My Baroque Cello and Wookiee Costumes are simply extended phenotypes.
This is all a simplified view, but the point is that Locusts exist because of the interaction of genes and the environment. Without the right conditions, the alternate expression of genes that morph grasshoppers into locusts won’t happen. Without the range of expression a grasshopper’s genome can have, no amount of environmental change will turn it into a locust.
That’s why I said, in my “Diversifying Your Performance Skills Portfolio” post, this:
What good is it being a highly trained specialist in 14th century lute performance if there are no performing opportunities for lute, right?
And that last point is probably the one issue that needs to be emphasized. With an investment portfolio, you can’t just invest in anything. You have to invest in something that is actually out there to be invested in. That’s just common sense, right? So having a diversified investment portfolio means having diversified investments in things that actually exist. You have to know your environment and since the asset of performance is intimately tied to you as a musician, then the region you work in will, to a large extent, determine the environment within which you can find work. In other words, if there are no symphony orchestras within several hundred miles of where you live, you’re not likely to find work as a symphony musician (unless you move).
I think that one of the failures of the Classical Music Crisis debate is similar to the problem that Dobbs mentions with regards to the reception (and dominance) of the Selfish Gene and gene-centric model of biology and genetics:
[T]he gene-centric model survives because simplicity is a hugely advantageous trait for an idea to possess. People will select a simple idea over a complex idea almost every time. This holds especially in a hostile environment, like, say, a skeptical crowd.

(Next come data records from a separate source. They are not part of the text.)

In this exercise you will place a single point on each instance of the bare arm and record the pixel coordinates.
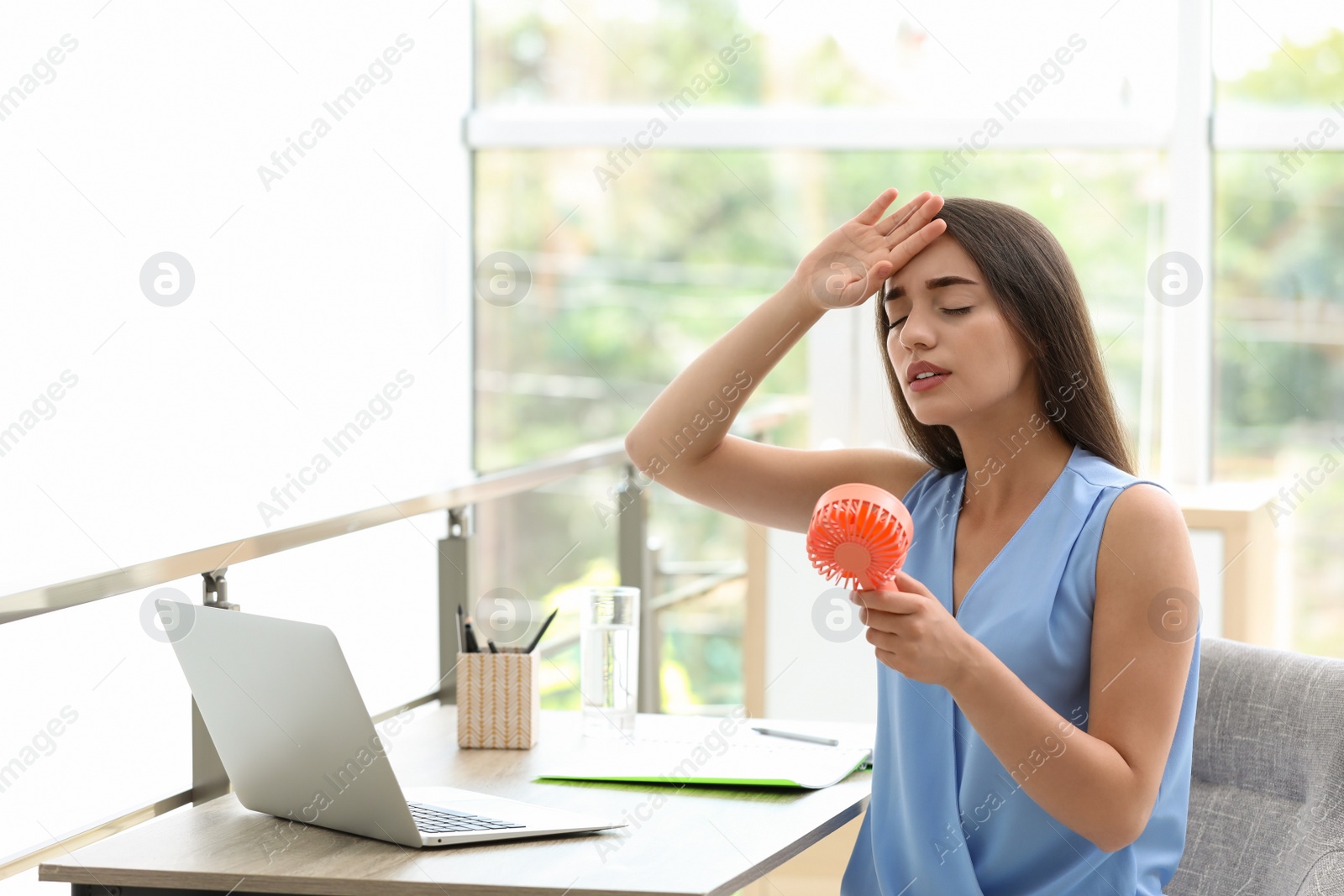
(683, 439)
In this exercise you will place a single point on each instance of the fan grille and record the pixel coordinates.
(862, 521)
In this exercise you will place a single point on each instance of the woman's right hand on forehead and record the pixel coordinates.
(851, 264)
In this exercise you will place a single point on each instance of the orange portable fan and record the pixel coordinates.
(859, 533)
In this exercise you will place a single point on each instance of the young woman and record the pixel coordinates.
(1038, 664)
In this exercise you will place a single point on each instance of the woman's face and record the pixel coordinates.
(942, 316)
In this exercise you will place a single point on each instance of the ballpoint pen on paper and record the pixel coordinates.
(542, 631)
(795, 735)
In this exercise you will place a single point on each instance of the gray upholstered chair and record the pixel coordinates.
(1267, 799)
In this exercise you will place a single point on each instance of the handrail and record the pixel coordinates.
(470, 490)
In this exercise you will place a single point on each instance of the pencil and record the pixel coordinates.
(542, 631)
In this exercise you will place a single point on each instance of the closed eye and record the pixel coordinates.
(947, 311)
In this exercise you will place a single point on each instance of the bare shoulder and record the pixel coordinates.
(1144, 513)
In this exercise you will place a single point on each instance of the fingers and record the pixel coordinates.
(902, 214)
(911, 246)
(911, 223)
(873, 212)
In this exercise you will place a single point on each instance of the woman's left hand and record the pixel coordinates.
(914, 633)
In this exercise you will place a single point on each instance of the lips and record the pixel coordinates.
(925, 367)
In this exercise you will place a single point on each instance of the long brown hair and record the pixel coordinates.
(1034, 284)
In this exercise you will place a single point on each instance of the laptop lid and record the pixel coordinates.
(288, 720)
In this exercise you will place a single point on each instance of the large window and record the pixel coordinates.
(1278, 293)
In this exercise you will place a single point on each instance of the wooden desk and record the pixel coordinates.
(702, 840)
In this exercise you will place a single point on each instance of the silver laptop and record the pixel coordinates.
(297, 741)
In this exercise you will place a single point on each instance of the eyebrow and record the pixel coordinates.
(936, 282)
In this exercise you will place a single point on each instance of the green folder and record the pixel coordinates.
(689, 763)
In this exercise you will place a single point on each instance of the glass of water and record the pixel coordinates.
(609, 658)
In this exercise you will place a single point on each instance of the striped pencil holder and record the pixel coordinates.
(499, 700)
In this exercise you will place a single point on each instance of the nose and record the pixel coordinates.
(917, 332)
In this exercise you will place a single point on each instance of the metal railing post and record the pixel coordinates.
(208, 778)
(454, 593)
(636, 570)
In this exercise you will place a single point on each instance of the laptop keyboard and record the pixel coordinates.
(444, 821)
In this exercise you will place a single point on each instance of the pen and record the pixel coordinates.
(542, 631)
(793, 735)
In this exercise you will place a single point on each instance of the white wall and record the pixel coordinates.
(309, 298)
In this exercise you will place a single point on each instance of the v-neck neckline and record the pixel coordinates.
(956, 523)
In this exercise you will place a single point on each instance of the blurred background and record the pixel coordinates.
(542, 212)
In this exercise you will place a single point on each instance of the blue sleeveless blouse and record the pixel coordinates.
(947, 819)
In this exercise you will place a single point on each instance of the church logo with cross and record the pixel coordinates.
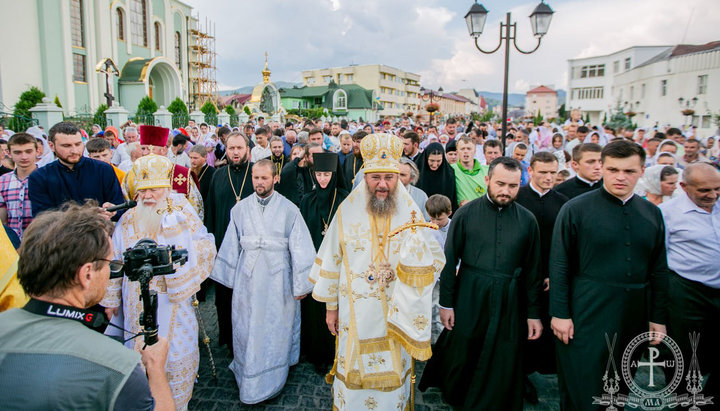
(652, 372)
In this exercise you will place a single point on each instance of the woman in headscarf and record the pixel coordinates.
(451, 152)
(436, 175)
(658, 183)
(318, 208)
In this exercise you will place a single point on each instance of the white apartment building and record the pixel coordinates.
(541, 99)
(590, 80)
(653, 89)
(397, 91)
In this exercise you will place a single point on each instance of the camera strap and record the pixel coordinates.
(89, 318)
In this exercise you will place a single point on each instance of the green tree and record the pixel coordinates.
(28, 99)
(178, 107)
(210, 112)
(99, 117)
(618, 119)
(146, 107)
(209, 108)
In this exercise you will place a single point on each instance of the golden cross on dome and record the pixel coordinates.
(413, 224)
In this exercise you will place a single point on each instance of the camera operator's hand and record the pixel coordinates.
(105, 213)
(111, 312)
(154, 358)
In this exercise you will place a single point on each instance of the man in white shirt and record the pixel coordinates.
(692, 237)
(262, 145)
(177, 152)
(121, 153)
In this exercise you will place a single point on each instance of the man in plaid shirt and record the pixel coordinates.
(15, 209)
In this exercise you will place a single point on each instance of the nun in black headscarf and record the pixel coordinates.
(436, 175)
(318, 208)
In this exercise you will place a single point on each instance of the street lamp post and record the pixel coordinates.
(540, 22)
(425, 96)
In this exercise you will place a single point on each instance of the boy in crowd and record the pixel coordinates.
(439, 208)
(100, 149)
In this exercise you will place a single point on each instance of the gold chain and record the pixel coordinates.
(238, 197)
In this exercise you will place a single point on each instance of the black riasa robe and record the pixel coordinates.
(220, 200)
(540, 353)
(574, 187)
(478, 364)
(608, 272)
(316, 342)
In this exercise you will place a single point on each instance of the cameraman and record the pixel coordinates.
(50, 357)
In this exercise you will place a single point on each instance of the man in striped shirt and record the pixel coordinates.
(15, 209)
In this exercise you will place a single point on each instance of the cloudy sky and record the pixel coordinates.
(430, 37)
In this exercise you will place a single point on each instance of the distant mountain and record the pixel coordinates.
(514, 99)
(248, 89)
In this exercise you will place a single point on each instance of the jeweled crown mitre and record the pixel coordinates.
(381, 153)
(152, 171)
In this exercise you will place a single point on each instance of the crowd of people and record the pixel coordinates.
(362, 247)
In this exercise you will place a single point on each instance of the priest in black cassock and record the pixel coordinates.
(296, 178)
(608, 276)
(279, 159)
(545, 203)
(318, 208)
(353, 163)
(436, 175)
(492, 304)
(586, 162)
(229, 185)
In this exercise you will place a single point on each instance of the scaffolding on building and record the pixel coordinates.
(202, 81)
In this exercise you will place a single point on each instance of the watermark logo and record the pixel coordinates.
(652, 373)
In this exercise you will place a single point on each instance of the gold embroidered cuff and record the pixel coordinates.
(332, 275)
(416, 276)
(420, 350)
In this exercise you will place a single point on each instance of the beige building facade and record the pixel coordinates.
(541, 99)
(397, 91)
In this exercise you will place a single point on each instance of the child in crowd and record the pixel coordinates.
(439, 208)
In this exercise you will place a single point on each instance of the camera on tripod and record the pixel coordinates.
(143, 262)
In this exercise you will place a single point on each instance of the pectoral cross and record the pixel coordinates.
(170, 208)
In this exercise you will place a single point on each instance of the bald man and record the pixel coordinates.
(692, 232)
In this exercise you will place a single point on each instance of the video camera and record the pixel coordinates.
(143, 262)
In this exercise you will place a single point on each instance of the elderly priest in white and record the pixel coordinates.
(375, 271)
(265, 258)
(169, 219)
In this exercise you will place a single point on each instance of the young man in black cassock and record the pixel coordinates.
(608, 276)
(229, 185)
(586, 162)
(492, 304)
(353, 163)
(545, 203)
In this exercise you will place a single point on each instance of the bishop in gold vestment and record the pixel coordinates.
(376, 279)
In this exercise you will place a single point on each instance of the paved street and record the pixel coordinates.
(305, 389)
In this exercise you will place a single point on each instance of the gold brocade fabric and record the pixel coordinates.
(176, 316)
(357, 271)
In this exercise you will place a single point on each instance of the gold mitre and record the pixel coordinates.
(152, 171)
(381, 153)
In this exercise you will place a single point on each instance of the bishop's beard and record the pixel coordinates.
(381, 208)
(147, 219)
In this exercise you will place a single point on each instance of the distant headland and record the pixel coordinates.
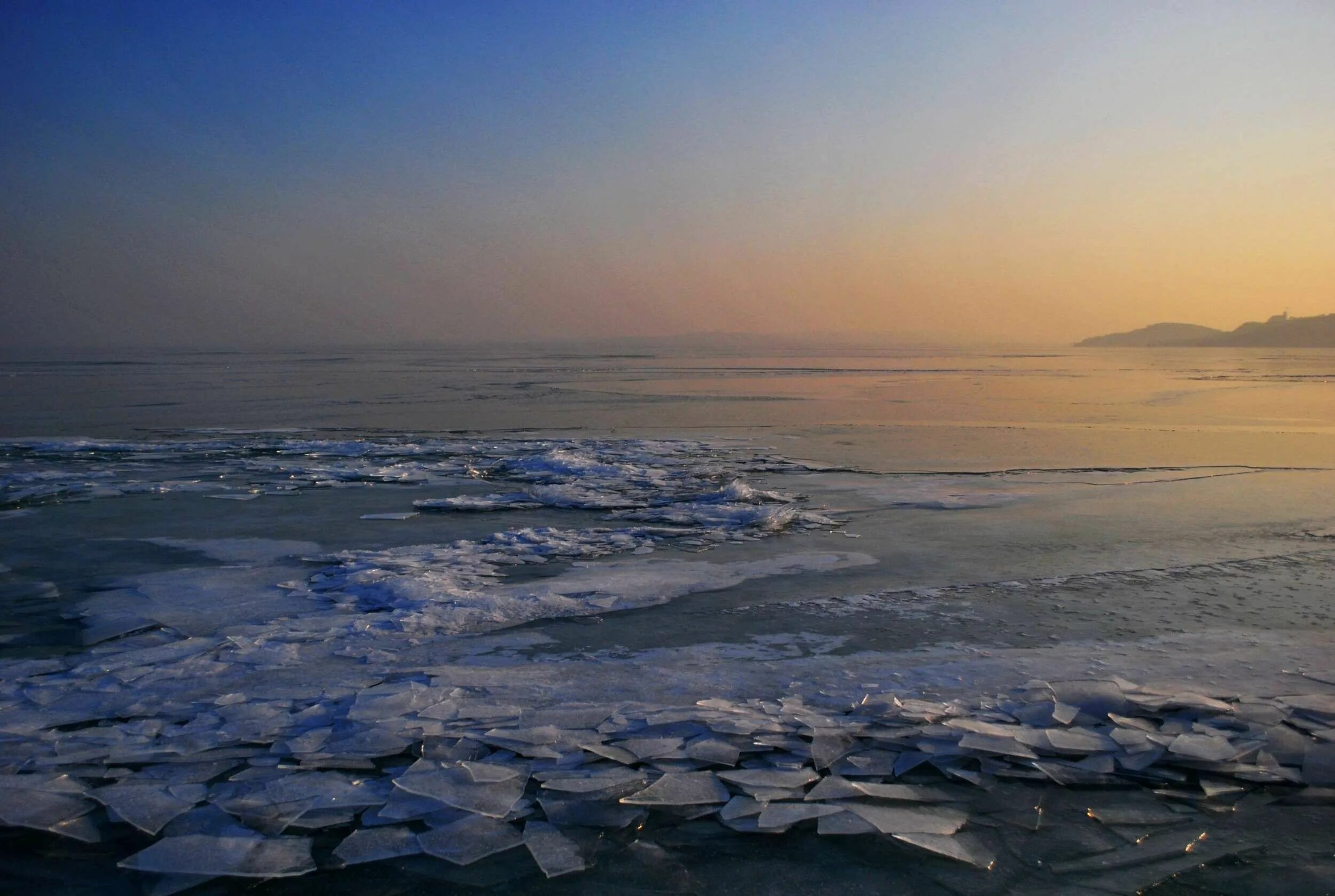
(1281, 332)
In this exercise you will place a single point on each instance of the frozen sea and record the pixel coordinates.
(621, 619)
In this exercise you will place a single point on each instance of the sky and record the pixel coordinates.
(253, 172)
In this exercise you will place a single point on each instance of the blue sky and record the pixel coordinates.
(260, 171)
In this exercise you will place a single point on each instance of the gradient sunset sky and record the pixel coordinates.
(203, 172)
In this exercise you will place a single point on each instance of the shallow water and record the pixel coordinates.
(943, 525)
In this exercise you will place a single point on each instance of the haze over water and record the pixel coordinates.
(637, 449)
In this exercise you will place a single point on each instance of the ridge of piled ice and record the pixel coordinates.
(597, 475)
(486, 768)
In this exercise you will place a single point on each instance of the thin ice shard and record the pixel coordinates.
(470, 839)
(911, 820)
(374, 844)
(454, 787)
(41, 809)
(783, 815)
(591, 814)
(689, 788)
(834, 787)
(145, 806)
(906, 792)
(765, 777)
(843, 824)
(1203, 747)
(960, 847)
(554, 852)
(226, 856)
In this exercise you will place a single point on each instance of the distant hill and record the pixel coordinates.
(1157, 334)
(1281, 332)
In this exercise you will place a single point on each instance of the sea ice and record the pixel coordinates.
(374, 844)
(911, 820)
(554, 852)
(690, 788)
(470, 839)
(226, 856)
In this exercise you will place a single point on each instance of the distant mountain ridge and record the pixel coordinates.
(1281, 332)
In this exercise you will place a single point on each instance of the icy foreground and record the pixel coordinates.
(362, 712)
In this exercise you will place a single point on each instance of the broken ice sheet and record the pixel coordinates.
(226, 856)
(374, 844)
(771, 777)
(832, 787)
(960, 847)
(41, 809)
(907, 792)
(783, 815)
(469, 840)
(688, 788)
(148, 807)
(454, 785)
(911, 820)
(554, 852)
(1203, 747)
(713, 751)
(844, 823)
(591, 814)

For example, Sean B Carroll, professor of molecular biology and genetics at the University of Wisconsin, spends much of his time studying gene expression, but usually uses gene-centric explanations, because when talking to the public, he finds a simple story is a damned good thing to have.
It’s a simplistic meme, the Classical Music Crisis one, and it leads to all kinds of distortions of the history of Classical Music in general, as well as in the US. None of which does us any good when we’re trying to envision the future of Classical Music because if we don’t really understand its past, we might simply be repeating the mistakes already made at best. At worst, we might not even see that future even if it’s already been with us for awhile because we wouldn’t be able to differentiated it from any other point in history.
We have to understand the environment that Classical Music evolved in and adapted to, and understand how forces shaped similar organizations–at the risk of oversimplifying, we need to know how these phenotypes interact with each other and the broader environment or we’ll simply be a grasshopper without the ability to morph into a locust.